Character actor Leo Gordon plays the bodyguard that Rockford entrusts with the safety of Dougherty, and his numbskull dialogue wouldn’t seem so out of place in the mouth of Paulie Walnuts (Tony Sirico) from “The Sopranos”, as his double-breasted suit sums up his relentless but turgid energy and ‘40s gentlemanly appearance to a tee; “I bet I know what kind of music you like”, Gordon intones to Dougherty, after informing her that he’s terrified of revealing too much of his true character to even a psychologist off-duty -- “Stevie Wonder?”
After some lethargic attempts at fooling us with red herrings, the true identify of the psychopathic patient is revealed to be Danny Green/Jackie Tetuska (John Pleshette), a conflicted double personality between that of a shut-in loner and a contract killer well known in the underground circuits and amongst Rockford’s friends. A meeting is arranged through Rockford’s police cohort, Lieutenant Becker (Joe Santos, another staple of “The Sopranos), and Dougherty is placed with the man and his hitherto secret identity; Tetuska, the hit man portion of the split personality, is sincere in his statements that he doesn’t recall Dougherty. But some quick thinking on her part jogs his memories to background childhood details otherwise private; afterwards, he catches up to her, but is thwarted by Rockford.
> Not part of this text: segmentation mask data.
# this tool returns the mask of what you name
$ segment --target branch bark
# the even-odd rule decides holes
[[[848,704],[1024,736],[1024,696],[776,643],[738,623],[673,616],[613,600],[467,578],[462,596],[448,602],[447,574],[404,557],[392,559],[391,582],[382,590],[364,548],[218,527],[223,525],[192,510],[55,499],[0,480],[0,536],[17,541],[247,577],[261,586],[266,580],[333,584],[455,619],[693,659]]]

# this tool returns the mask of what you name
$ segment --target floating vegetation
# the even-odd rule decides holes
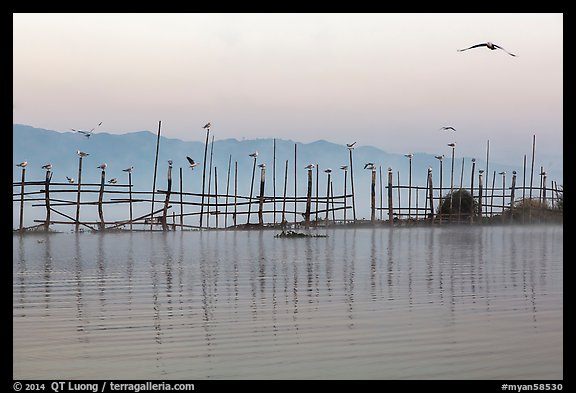
[[[282,231],[274,235],[274,237],[281,237],[281,238],[297,238],[297,237],[327,237],[326,235],[313,235],[311,233],[302,233],[296,231]]]

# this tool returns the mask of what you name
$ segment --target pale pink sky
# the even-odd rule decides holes
[[[14,14],[13,121],[562,166],[562,14]],[[515,53],[475,48],[492,41]],[[456,134],[439,131],[454,126]],[[551,168],[549,168],[551,169]]]

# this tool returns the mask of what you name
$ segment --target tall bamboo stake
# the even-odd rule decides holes
[[[336,222],[336,209],[334,207],[334,182],[330,180],[330,201],[332,201],[332,222]]]
[[[296,169],[298,168],[298,145],[294,143],[294,225],[296,225],[296,212],[298,211],[298,182],[296,181]]]
[[[394,225],[394,211],[392,206],[392,168],[388,168],[388,222],[390,226]]]
[[[352,150],[353,148],[348,148],[350,152],[350,183],[352,185],[352,215],[354,217],[354,223],[356,223],[356,200],[354,197],[354,167],[352,165]]]
[[[264,185],[266,181],[266,167],[262,164],[260,168],[260,203],[258,206],[258,224],[260,226],[264,225],[264,215],[262,210],[264,208]]]
[[[236,227],[236,205],[238,203],[238,161],[234,161],[234,227]]]
[[[348,167],[344,167],[344,224],[346,224],[346,211],[348,210],[347,200],[346,197],[346,178],[348,177]]]
[[[514,209],[514,194],[516,193],[516,171],[512,171],[512,189],[510,190],[510,220]]]
[[[532,166],[530,168],[530,199],[532,199],[532,181],[534,180],[534,155],[536,152],[536,135],[532,136]]]
[[[248,200],[248,218],[246,224],[250,224],[250,212],[252,211],[252,190],[254,188],[254,173],[256,172],[256,156],[254,156],[254,164],[252,165],[252,181],[250,182],[250,199]]]
[[[490,140],[486,141],[486,198],[484,201],[484,204],[486,205],[486,213],[488,213],[488,181],[489,181],[489,177],[488,177],[488,159],[490,157]]]
[[[372,224],[376,223],[376,167],[372,169],[372,185],[370,188],[371,198],[370,198],[370,221]]]
[[[328,207],[330,201],[330,172],[328,172],[328,182],[326,185],[326,226],[328,226]]]
[[[50,229],[50,180],[52,180],[52,171],[46,170],[46,182],[44,184],[44,198],[46,201],[46,221],[44,222],[44,230]]]
[[[316,222],[318,222],[318,197],[319,197],[319,175],[318,172],[320,172],[320,167],[318,166],[318,163],[316,163]]]
[[[82,156],[78,160],[78,192],[76,194],[76,232],[80,230],[80,185],[82,184]]]
[[[218,229],[218,216],[220,211],[218,211],[218,167],[214,167],[214,199],[215,199],[215,211],[216,215],[216,229]]]
[[[100,230],[104,229],[104,211],[102,210],[102,198],[104,196],[104,182],[106,181],[106,170],[102,169],[102,176],[100,178],[100,192],[98,194],[98,216],[100,223],[98,225]]]
[[[164,208],[162,210],[162,230],[168,230],[168,223],[166,222],[166,214],[168,213],[168,203],[170,202],[170,193],[172,191],[172,162],[168,162],[168,187],[166,189],[166,197],[164,198]]]
[[[204,217],[204,190],[206,189],[206,158],[208,155],[208,135],[210,135],[209,126],[206,127],[206,142],[204,142],[204,162],[202,168],[202,202],[200,203],[200,229],[202,229],[202,219]]]
[[[438,196],[438,206],[440,207],[440,211],[438,214],[438,221],[440,222],[440,224],[442,224],[442,169],[444,167],[444,154],[442,154],[442,156],[439,156],[440,158],[438,158],[438,161],[440,161],[440,195]]]
[[[496,171],[492,174],[492,192],[490,195],[490,217],[492,217],[492,212],[494,209],[494,182],[496,181]]]
[[[288,160],[284,169],[284,198],[282,199],[282,228],[286,226],[286,186],[288,185]]]
[[[310,204],[312,203],[312,168],[308,169],[308,189],[306,190],[306,213],[304,213],[304,225],[310,227]]]
[[[434,220],[434,187],[432,185],[432,168],[428,168],[428,197],[430,198],[430,220]]]
[[[482,173],[484,169],[478,170],[478,216],[482,221]]]
[[[230,164],[232,164],[232,154],[228,156],[228,175],[226,177],[226,199],[225,204],[226,207],[224,208],[224,227],[228,227],[228,191],[230,189]]]
[[[504,222],[504,209],[506,207],[506,172],[502,172],[502,222]]]
[[[128,171],[128,197],[130,199],[130,230],[132,230],[132,169]]]
[[[452,170],[450,171],[450,210],[448,215],[448,221],[452,221],[452,207],[454,206],[454,150],[455,146],[453,143],[452,145]]]
[[[158,136],[156,137],[156,158],[154,159],[154,180],[152,181],[152,206],[150,208],[150,213],[154,213],[154,197],[156,195],[156,170],[158,168],[158,149],[160,147],[160,128],[162,126],[162,121],[158,121]],[[78,178],[80,182],[80,178]],[[78,190],[80,190],[80,184],[78,184]],[[80,191],[78,191],[80,192]],[[150,230],[152,230],[152,224],[154,222],[153,216],[150,217]]]
[[[274,226],[276,226],[276,138],[273,141],[273,149],[272,149],[272,193],[274,194]]]
[[[400,203],[400,171],[396,171],[396,188],[398,191],[398,218],[402,217],[402,203]]]
[[[382,199],[383,199],[383,196],[382,196],[382,191],[383,191],[383,188],[382,188],[382,165],[378,166],[378,171],[380,174],[380,221],[382,221],[382,207],[383,207],[383,205],[382,205]],[[344,192],[344,195],[346,195],[346,192]],[[346,198],[344,198],[344,200],[346,200]],[[344,205],[344,207],[346,207],[346,205]],[[344,211],[346,211],[346,210],[344,210]]]
[[[26,168],[22,167],[22,181],[20,183],[20,227],[19,230],[24,230],[24,182],[26,180]]]
[[[472,196],[472,204],[470,206],[470,224],[474,222],[474,169],[476,168],[476,159],[472,159],[472,174],[470,175],[470,195]]]
[[[184,228],[184,208],[182,205],[182,167],[180,167],[179,169],[179,181],[180,181],[180,230],[182,230]],[[132,200],[132,198],[130,198],[130,200]],[[132,201],[130,201],[130,204],[132,204]],[[132,220],[132,214],[130,214],[130,220]]]
[[[212,156],[214,155],[214,135],[212,135],[212,141],[210,142],[210,167],[208,170],[208,209],[206,210],[206,228],[210,228],[210,188],[212,184]]]
[[[462,171],[460,173],[460,192],[458,193],[458,221],[460,221],[461,213],[462,213],[462,182],[464,179],[464,157],[462,157]]]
Another aspect of “The Rockford Files” that I’ve always loved is the sense of Rockford’s backwoods network of Los Angeles denizens and close-knit, shady acquaintances. In one pithy, amusing scene, Rockford enlists the aid of a handwriting expert he knew in prison (the offender has left some scribbles on a matchbook inside Dougherty’s apartment). Informing Jim of the death of a mutual friend, Rockford begins to cheerily speak of the well doings of other inmates the two men both knew – before the handwriting expert interjects that those men have since died, too.
Director Arnold Laven (SLAUGHTER ON TENTH AVENUE with Dan Duryea and Walter Matthau; THE RACK with Paul Newman; and, perhaps most importantly, one proponent of the Levy-Gardner-Laven production company that spawned “The Rifleman” on television, and WHITE LIGHTNING and GATOR on the big screen) didn’t direct another “Rockford Files”, but he displays a flare for blue-mood lighting in the silent sequences that occur in the medical building as the troubled individual makes pointed attacks on Dougherty’s life. There’s almost an Italian giallo flourish in the generous splashes of bright color, making for an unrecognizable style from any other episode of the series that I’ve seen.
Chase, Garner, and Harrold would reunite one more time with this dynamic in Chase’s follow-up to “Love is the Word”, the tele-movie “Punishment and Crime” (1996). I haven't seen it, but as it’s apparently a reworking of the Fyodor Dostooyevsky novel that’s reversed in the title, I’m sure it’s of further interest and I look forward to catching up to it once Universal gets to releasing the made-for-TV films.